An introduction to a new conception of philosophy that stresses
the role and relevance of questioning in the approach to language
and reasoning.
Contemporary or postmodern thought is based on the lack of foundation.
The impossibility of having a principle for philosophy has become
a position of principle. As a result, rhetoric has taken over. Content
has given way to the priority of form. Michel Meyer's book aims
at showing that philosophy as foundational is possible and necessary,
and that rhetoric can flourish alongside, but the conception of
reason must be changed. Questioning rather than answering must be
considered as the guiding principle.
What the author calls "problematology" is not only the study of
questioning but also the analysis of the reasons why it has been
repressed throughout the history of philosophy. Since Socrates,
philosophers and scientists have reasoned by asking questions and
by trying to solve them. Questioning has been the unthematized foundation
of philosophy and thought at large. Philosophers , however, have
preferred another norm, granting privilege to the answers and thereby
repressing the questions into the realm of the preliminary and unessential.
They have not considered their discursive practice as being based
upon some question-answer (or problem-solution) complex, but exclusively
on the results they call propositions. Meyer argues that propositions
ensue from corresponding questions, and not the other way around.
Anthropology, ontology, reasoning, and language thus receive a
new interpretation in the problematological conception of
philosophy, a conception in which questions and problems are thematized
afresh.

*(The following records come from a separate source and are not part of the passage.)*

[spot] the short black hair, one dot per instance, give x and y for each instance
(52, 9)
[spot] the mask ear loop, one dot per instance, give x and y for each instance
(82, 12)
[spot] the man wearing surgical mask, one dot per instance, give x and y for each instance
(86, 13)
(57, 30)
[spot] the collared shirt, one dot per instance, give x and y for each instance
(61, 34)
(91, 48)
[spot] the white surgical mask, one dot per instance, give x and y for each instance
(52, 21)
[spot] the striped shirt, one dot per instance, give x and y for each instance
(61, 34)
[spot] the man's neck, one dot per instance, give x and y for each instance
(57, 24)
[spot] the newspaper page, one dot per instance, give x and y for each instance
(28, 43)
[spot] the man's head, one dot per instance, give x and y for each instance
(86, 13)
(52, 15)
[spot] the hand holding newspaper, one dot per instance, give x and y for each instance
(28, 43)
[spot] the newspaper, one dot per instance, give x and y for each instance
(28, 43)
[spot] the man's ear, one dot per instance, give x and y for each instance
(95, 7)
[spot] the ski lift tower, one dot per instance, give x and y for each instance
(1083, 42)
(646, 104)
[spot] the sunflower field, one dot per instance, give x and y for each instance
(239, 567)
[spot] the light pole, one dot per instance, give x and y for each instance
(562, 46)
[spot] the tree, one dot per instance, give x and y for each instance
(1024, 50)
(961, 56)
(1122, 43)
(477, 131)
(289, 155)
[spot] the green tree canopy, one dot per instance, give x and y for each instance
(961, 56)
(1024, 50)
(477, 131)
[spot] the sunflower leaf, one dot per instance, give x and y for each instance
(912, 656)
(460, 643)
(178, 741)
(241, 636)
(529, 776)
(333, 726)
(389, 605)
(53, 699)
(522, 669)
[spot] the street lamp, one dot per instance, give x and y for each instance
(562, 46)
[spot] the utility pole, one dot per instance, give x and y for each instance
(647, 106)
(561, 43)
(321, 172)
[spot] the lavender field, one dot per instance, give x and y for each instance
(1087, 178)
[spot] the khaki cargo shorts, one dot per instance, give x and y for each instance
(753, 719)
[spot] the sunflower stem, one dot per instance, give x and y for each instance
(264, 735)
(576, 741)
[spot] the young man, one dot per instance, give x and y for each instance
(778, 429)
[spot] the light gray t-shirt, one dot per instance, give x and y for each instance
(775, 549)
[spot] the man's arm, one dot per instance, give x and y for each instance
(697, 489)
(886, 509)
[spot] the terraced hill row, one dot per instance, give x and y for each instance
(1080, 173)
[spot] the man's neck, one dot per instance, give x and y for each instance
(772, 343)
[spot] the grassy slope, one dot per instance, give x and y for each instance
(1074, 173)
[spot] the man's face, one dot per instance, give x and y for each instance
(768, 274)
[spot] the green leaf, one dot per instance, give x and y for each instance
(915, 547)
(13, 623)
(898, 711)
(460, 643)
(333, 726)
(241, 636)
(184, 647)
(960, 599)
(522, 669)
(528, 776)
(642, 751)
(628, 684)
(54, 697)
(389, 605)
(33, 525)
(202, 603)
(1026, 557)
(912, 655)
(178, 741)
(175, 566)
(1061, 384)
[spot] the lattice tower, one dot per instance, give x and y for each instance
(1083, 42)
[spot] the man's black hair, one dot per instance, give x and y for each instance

The theory of language in everyday use, in argumentation,
or in literary analysis receives a full and decisive treatment here,
making Meyer's question-view one of the leading theories in contemporary
thought, alongside his rhetoric for which he is already well known.
Michel Meyer is Professor of Philosophy at the University of
Mons and the University of Brussels and author of several books, including From Logic to Rhetoric (1986). He is also President of the
European Center for the Study of Argument.